Business travel expenses for the three and six months ended January 31, 2010 were approximately $52 thousand and $106 thousand, respectively, a decrease of approximately $15 thousand and $115 thousand as compared to the same prior year periods. The decrease in travel expenses is a result of the Company’s efforts to reduce non-essential costs.
Other Income (Expense):
Interest expense
Interest expense for the three and six months ended January 31, 2010 was approximately $80 thousand and $108 thousand, respectively, compared to $0 for the same prior year periods. The increase in interest expense is attributable to the issuance of notes payables subsequent to January 31, 2009.

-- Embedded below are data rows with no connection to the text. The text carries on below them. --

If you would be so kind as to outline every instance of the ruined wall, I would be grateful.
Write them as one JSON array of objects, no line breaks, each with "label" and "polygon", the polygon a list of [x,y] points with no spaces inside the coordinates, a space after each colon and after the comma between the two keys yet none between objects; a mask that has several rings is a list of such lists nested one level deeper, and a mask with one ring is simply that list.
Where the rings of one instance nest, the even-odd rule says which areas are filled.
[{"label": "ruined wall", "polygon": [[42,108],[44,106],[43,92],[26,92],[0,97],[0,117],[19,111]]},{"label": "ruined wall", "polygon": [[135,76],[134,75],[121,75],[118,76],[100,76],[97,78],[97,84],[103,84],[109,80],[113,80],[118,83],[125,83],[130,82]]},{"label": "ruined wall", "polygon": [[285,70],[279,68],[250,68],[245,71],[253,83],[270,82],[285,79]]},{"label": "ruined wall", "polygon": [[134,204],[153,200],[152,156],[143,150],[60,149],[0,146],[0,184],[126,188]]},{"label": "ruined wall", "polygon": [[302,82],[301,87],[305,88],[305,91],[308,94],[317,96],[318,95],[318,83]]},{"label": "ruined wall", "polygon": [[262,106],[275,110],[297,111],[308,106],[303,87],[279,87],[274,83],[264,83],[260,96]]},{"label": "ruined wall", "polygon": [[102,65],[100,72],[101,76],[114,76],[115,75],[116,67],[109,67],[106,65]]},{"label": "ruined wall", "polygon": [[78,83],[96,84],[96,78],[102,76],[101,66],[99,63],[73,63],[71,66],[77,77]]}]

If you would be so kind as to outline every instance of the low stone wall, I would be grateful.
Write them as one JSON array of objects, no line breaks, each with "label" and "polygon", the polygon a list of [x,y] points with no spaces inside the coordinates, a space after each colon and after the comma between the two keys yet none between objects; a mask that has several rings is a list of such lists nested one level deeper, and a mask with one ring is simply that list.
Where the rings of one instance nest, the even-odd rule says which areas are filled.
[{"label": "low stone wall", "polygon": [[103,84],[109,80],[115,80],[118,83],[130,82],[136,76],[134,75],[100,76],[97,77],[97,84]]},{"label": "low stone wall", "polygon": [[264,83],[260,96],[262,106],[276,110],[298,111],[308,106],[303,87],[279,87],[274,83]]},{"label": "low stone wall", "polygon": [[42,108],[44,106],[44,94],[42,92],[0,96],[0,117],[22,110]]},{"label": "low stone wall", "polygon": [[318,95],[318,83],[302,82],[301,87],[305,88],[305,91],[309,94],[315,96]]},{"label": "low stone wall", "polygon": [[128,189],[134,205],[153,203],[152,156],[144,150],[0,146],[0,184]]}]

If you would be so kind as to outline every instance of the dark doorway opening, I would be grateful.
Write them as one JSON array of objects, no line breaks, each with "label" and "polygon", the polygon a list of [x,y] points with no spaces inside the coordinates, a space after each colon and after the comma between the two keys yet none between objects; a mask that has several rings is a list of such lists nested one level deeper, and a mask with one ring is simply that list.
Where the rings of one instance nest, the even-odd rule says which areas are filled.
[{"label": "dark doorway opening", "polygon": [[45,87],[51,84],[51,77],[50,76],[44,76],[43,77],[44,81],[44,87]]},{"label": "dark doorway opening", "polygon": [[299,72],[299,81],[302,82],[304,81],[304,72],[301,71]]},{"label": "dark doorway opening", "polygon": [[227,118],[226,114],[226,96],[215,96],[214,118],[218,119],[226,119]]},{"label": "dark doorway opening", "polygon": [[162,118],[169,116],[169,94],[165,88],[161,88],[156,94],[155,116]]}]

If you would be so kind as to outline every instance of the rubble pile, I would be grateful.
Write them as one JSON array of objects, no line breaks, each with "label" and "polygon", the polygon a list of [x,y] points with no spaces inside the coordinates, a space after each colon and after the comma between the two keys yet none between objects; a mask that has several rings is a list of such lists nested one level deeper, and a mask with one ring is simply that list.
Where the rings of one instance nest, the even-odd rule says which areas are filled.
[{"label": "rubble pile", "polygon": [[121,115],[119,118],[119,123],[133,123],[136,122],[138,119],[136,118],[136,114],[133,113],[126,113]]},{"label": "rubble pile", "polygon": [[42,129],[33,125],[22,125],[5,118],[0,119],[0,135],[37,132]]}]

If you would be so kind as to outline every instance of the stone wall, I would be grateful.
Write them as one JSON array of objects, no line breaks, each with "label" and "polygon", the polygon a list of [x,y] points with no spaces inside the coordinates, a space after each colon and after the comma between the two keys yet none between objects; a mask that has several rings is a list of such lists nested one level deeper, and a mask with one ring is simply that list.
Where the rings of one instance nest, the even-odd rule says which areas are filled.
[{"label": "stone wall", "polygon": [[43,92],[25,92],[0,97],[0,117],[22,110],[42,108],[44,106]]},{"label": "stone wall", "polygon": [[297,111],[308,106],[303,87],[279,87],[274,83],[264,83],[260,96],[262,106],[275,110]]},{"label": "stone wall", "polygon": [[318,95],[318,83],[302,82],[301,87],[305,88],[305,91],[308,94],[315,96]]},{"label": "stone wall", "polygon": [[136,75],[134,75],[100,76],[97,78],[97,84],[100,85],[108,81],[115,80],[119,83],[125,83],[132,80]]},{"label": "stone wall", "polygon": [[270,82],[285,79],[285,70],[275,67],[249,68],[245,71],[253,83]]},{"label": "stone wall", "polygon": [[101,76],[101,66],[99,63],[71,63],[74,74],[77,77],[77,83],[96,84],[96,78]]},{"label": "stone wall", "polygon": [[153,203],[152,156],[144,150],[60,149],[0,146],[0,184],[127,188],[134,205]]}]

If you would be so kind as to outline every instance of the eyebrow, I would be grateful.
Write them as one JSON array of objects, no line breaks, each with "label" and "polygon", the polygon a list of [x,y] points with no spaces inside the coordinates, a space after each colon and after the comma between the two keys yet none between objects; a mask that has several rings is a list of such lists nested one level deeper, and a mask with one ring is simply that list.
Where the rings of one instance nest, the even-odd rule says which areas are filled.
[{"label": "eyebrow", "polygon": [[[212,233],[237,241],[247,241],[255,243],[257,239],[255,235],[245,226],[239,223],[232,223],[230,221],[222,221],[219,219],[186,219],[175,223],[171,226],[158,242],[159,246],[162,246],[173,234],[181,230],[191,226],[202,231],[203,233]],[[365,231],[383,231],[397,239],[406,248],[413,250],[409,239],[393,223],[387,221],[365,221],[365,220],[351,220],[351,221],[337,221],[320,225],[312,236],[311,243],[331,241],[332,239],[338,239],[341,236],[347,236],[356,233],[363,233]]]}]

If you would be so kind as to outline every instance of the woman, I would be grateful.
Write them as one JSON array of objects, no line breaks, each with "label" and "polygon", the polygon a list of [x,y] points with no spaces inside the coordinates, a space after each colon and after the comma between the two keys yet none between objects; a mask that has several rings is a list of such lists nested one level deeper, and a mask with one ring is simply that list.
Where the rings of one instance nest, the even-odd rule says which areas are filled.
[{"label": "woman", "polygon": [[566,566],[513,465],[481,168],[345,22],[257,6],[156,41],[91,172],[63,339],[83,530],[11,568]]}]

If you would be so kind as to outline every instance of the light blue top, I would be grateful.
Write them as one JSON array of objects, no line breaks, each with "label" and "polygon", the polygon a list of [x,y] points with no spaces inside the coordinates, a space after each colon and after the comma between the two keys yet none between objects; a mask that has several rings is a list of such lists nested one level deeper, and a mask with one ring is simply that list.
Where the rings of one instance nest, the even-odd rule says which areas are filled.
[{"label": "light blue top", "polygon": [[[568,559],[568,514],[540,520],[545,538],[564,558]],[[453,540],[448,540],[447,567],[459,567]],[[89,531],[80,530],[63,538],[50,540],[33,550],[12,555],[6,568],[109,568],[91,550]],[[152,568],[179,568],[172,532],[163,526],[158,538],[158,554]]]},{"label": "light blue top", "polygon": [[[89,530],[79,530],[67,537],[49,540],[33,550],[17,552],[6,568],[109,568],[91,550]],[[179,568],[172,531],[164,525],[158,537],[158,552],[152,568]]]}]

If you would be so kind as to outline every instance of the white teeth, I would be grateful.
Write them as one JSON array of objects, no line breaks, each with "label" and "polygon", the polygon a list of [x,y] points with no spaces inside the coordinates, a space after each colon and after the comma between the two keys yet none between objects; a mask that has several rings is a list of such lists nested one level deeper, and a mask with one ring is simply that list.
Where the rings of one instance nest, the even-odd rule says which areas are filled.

Gain on change in fair value of embedded share conversion feature
An embedded share conversion feature exists within a convertible note payable that was issued on October 9, 2009. The Company has determined the conversion feature to be a derivative instrument and has valued it at fair value. We recorded an unrealized gain on the conversion feature for the three and six months ended January 31, 2010 of approximately $28 thousand and $32 thousand, respectively. This gain is a non-cash item not impacting operating cash flows or results of operations. See Note 11– Assets and Liabilities Measured at Fair Value, to financial statements contained within Item 1 of Part 1 of this Form 10Q for additional information with respect to the calculation of change in fair value of this conversion feature for the three and six months ended January 31, 2010.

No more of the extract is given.